Enter, Rowling. The trans lobby lashed out at her on Twitter. Hopefully, she doesn’t succumb to pressure, doesn’t turn back, and stands up for those women and girls who have been convinced that women are nothing more than appearances.
Some big names — Martina Navratilova and Graham Linehan — have supported the cause of women’s rights, to defend women’s bodies against being colonized by men, but the opposing voices have been louder and better funded. In the end, those voices opposed to women as defined by biological sex have won out, reducing the gender-critical to that most horrid of 21st-century insults: bigots.
Rowling Isn’t Backing Down
But it looks like Rowling, who so far has not capitulated, might stay the course. A few years ago, she sent a tweet that appeared to support the biological reality of sex. Then in 2019, Rowling came out in support of Maya Forstater, a woman who had used her social media to express gender-critical views and lost her contract at a London economic think tank over it. A transgender colleague, a man identifying as a woman, had said Forstater’s views — not expressed at work but in her personal life — made the trans colleague uncomfortable. Forstater was released from her contract.

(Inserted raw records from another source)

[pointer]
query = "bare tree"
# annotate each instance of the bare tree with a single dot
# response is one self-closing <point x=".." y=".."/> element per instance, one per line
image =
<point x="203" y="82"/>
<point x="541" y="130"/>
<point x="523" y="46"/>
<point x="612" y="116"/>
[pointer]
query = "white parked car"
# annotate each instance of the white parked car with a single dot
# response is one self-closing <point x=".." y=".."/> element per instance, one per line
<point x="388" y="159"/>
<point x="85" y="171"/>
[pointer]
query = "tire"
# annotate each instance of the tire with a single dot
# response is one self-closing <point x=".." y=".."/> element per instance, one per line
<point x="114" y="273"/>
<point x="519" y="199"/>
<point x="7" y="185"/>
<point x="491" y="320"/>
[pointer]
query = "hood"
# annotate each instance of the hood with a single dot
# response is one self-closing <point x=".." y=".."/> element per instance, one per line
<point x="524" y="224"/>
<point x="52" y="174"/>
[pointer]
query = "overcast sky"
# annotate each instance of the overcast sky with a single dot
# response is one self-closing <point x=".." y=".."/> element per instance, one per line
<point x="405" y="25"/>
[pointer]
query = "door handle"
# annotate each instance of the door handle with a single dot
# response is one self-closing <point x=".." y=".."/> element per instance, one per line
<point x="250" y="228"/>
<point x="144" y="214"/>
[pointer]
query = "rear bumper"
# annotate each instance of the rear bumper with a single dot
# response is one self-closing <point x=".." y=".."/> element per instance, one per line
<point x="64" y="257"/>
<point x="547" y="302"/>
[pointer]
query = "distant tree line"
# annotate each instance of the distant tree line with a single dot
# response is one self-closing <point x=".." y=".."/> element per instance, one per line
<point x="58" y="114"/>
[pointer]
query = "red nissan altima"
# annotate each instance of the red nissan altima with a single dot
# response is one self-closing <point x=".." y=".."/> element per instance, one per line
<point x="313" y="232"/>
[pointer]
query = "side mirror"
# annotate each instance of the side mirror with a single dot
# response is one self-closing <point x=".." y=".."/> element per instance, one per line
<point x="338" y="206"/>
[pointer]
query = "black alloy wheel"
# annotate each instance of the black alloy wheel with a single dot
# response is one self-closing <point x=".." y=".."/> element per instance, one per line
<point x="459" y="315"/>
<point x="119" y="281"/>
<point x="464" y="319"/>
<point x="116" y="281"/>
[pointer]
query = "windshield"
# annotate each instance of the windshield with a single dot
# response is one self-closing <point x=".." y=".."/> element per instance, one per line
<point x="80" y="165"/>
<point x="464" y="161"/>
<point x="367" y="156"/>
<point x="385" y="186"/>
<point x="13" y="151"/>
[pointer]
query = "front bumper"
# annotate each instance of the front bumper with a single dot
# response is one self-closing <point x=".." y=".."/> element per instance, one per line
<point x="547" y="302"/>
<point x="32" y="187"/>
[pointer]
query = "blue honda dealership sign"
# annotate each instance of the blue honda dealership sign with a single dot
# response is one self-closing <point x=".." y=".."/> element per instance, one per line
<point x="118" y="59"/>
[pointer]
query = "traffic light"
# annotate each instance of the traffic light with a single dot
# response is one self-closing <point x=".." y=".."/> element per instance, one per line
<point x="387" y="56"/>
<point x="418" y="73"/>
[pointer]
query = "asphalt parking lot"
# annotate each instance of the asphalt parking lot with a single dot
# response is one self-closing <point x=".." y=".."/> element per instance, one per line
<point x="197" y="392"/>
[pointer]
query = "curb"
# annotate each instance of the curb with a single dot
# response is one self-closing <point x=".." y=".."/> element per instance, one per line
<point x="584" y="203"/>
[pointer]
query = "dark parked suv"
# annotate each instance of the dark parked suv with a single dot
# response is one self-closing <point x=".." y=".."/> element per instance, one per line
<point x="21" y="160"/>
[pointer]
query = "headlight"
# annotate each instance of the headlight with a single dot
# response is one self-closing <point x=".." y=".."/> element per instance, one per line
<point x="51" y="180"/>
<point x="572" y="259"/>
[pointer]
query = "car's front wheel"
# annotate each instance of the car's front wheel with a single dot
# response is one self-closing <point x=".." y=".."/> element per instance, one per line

As a result, Forstater sued. She said her belief in the biological reality of sex should be protected under the law, such as a religious belief is. Her underlying position was that these gender relativists, who believe a person is whatever sex they claim to be, were expressing a religious view. Forstater said that if their view was a protected belief, so too was hers. She lost the case.
A hashtag sprang up on Twitter, “#IStandWithMaya,” and Rowling tweeted out her support. She was widely decried by feminist activists such as Jameela Jamil, Alyssa Milano, and others. Gender-critical feminists loved her tweet, which read, “Dress however you please. Call yourself whatever you like. Sleep with any consenting adult who’ll have you. Live your best life in peace and security. But force women out of their jobs for stating that sex is real? #IStandWithMaya #ThisIsNotADrill.”
Gender-critical feminists have needed an outspoken advocate for women. We’ve been out here sounding like crazy people, like shrill harpies, screaming at the top of our lungs that women are adult human females. Now we have someone in our corner who can’t be shouted down. Rowling hasn’t backed down. She hasn’t capitulated or apologized.
We who have picked this hill to die on, who have chosen to speak out for the rights of women, girls, and boys who end up suckered into this fantasy that biological sex is mutable, salute Rowling. We’ve got her back. We’ll buy her books. We’ll read them to our kids. And we’ll be ever grateful if she’ll continue to speak up. I for one just hope she doesn’t shut up and back down, no matter which boys tell her to.